Path to the output file. The output file will be a JSON file of type List[CompletionOutput].

content class-attribute instance-attribute

content: Optional[
    CreateBatchCompletionsRequestContent
] = None

Either input_data_path or content needs to be provided. When input_data_path is provided, the input file should be a JSON file of type BatchCompletionsRequestContent.

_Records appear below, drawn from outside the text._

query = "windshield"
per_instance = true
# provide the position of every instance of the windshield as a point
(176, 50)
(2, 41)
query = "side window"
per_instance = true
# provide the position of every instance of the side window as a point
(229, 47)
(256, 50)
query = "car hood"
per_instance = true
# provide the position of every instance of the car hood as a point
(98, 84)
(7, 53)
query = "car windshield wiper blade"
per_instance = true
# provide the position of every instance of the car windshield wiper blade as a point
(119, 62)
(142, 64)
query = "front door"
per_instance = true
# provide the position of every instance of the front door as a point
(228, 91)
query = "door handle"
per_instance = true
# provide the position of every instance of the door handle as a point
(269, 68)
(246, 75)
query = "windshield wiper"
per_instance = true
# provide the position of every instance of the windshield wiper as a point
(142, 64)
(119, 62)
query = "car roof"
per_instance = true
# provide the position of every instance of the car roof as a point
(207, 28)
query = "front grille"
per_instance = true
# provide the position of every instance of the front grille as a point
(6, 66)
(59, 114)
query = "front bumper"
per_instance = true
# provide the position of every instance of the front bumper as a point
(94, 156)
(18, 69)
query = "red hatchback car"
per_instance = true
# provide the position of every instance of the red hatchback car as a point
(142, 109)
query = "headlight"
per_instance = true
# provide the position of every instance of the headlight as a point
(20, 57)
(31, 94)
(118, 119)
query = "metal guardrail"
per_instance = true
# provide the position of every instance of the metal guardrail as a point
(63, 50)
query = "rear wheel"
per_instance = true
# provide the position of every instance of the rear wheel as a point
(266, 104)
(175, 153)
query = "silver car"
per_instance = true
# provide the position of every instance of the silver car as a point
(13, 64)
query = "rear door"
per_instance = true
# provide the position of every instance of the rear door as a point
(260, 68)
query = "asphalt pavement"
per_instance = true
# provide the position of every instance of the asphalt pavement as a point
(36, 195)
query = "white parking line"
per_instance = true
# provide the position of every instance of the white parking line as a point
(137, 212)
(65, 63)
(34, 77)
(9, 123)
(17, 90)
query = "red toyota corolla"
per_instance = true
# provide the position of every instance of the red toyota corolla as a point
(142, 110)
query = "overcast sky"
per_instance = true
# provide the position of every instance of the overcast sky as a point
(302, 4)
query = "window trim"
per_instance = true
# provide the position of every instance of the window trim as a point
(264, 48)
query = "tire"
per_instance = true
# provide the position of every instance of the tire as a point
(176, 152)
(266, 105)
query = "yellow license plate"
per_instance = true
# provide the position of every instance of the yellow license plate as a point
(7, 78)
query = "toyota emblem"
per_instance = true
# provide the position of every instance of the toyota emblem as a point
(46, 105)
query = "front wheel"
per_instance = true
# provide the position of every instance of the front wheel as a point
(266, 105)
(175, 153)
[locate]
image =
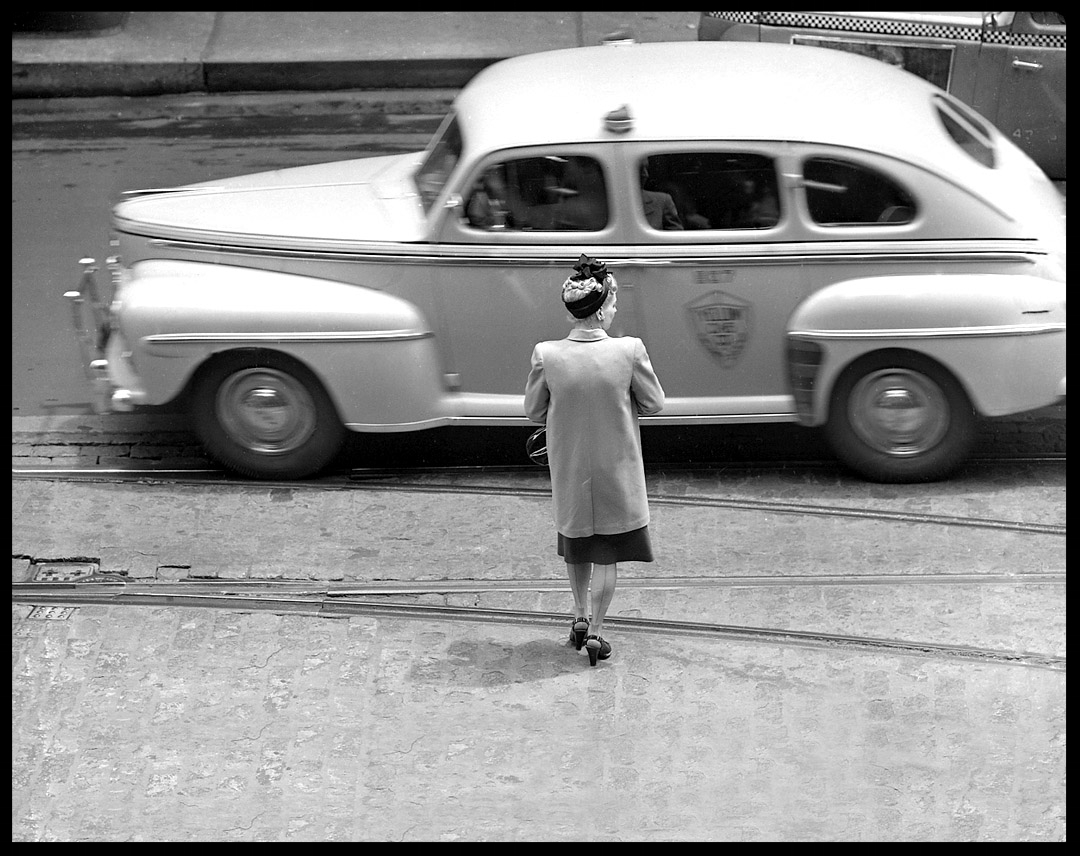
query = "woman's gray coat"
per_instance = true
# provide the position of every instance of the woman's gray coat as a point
(589, 389)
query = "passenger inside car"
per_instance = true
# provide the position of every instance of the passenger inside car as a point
(659, 207)
(583, 203)
(488, 206)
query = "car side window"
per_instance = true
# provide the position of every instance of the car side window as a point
(549, 193)
(845, 193)
(710, 190)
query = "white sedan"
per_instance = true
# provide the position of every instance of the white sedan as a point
(799, 235)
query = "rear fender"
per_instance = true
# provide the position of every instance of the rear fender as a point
(373, 352)
(1001, 336)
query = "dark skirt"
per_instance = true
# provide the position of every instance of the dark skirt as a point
(607, 549)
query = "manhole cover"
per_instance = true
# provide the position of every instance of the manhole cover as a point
(52, 613)
(63, 571)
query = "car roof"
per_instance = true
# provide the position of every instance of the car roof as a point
(694, 91)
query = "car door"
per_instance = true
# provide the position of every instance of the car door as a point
(713, 291)
(1024, 52)
(518, 223)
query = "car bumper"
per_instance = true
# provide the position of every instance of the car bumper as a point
(99, 347)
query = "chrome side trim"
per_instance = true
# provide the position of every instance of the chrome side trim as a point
(293, 338)
(499, 256)
(933, 333)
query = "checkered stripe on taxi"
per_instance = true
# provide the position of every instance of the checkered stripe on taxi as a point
(878, 27)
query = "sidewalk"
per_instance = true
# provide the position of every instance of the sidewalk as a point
(184, 52)
(172, 723)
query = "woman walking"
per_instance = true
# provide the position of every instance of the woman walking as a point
(589, 390)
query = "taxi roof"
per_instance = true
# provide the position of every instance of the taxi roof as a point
(697, 91)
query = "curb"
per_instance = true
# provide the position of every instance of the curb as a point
(170, 440)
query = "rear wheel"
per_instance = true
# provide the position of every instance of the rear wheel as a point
(266, 416)
(900, 417)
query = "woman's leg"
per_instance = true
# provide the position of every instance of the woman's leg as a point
(579, 586)
(604, 576)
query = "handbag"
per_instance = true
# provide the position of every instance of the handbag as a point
(536, 447)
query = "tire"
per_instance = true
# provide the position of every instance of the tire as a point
(265, 416)
(898, 417)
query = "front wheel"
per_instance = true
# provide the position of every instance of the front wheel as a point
(266, 416)
(900, 418)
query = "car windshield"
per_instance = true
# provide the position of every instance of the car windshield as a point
(442, 157)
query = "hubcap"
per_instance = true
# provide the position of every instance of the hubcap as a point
(266, 410)
(899, 411)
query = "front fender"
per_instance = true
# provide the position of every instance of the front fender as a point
(1001, 336)
(374, 352)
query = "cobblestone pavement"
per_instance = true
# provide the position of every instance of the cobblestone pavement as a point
(174, 723)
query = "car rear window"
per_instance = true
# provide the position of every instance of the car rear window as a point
(844, 193)
(554, 192)
(709, 190)
(967, 128)
(443, 154)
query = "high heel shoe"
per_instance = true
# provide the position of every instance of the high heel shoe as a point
(598, 649)
(578, 630)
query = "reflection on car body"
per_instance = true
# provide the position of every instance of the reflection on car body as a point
(1010, 66)
(886, 269)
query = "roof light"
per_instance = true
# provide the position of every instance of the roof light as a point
(619, 121)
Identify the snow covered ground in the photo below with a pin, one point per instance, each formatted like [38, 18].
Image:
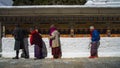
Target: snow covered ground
[71, 47]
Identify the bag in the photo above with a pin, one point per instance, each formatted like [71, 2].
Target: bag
[44, 49]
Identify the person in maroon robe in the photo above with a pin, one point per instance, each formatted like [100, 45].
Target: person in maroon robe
[95, 42]
[36, 39]
[55, 42]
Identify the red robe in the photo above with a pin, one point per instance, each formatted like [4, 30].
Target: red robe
[36, 39]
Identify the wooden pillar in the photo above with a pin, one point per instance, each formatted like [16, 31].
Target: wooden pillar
[0, 39]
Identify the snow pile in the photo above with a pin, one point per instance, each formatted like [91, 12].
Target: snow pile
[71, 47]
[6, 2]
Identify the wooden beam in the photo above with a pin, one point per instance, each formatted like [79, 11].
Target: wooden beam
[0, 39]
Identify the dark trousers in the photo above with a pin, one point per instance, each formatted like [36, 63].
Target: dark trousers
[94, 48]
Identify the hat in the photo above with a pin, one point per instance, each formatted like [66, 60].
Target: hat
[91, 27]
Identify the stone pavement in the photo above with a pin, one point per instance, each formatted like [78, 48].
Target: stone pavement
[102, 62]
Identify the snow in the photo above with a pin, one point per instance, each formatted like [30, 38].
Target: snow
[71, 47]
[6, 2]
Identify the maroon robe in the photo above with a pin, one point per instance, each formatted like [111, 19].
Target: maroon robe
[56, 52]
[36, 39]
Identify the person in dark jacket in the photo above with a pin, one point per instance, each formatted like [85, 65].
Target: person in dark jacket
[19, 43]
[36, 39]
[95, 42]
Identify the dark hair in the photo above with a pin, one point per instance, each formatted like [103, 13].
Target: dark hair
[17, 25]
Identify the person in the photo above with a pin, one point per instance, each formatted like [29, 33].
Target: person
[25, 44]
[55, 42]
[36, 39]
[95, 42]
[19, 43]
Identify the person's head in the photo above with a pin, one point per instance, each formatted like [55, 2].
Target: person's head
[92, 28]
[52, 26]
[32, 29]
[17, 25]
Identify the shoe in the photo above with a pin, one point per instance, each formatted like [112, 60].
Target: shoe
[15, 58]
[92, 57]
[26, 57]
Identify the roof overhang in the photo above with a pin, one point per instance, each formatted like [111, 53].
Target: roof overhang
[58, 10]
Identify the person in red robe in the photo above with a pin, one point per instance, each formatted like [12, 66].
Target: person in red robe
[55, 42]
[36, 39]
[95, 42]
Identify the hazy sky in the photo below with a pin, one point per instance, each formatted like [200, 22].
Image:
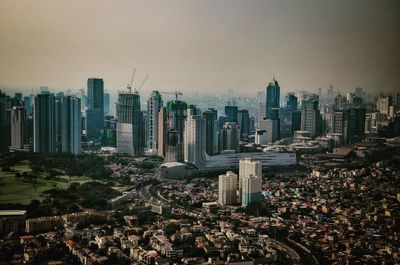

model_config instance-attribute

model_config: CreateBatchCompletionsModelConfig

Model configuration for the batch inference. Hardware configurations are inferred.

data_parallelism class-attribute instance-attribute

data_parallelism: Optional[int] = Field(
    default=1, ge=1, le=64
)

Number of replicas to run the batch inference. More replicas are slower to schedule but faster to inference.

max_runtime_sec class-attribute instance-attribute

max_runtime_sec: Optional[int] = Field(
    default=24 * 3600, ge=1, le=2 * 24 * 3600
)

Maximum runtime of the batch inference in seconds. Default to one day.

tool_config class-attribute instance-attribute

tool_config: Optional[ToolConfig] = None

Configuration for tool use. NOTE: this config is highly experimental and signature will change significantly in future iterations.

CreateBatchCompletionsResponse

Bases: BaseModel

job_id instance-attribute

job_id: str

The ID of the batch completions job.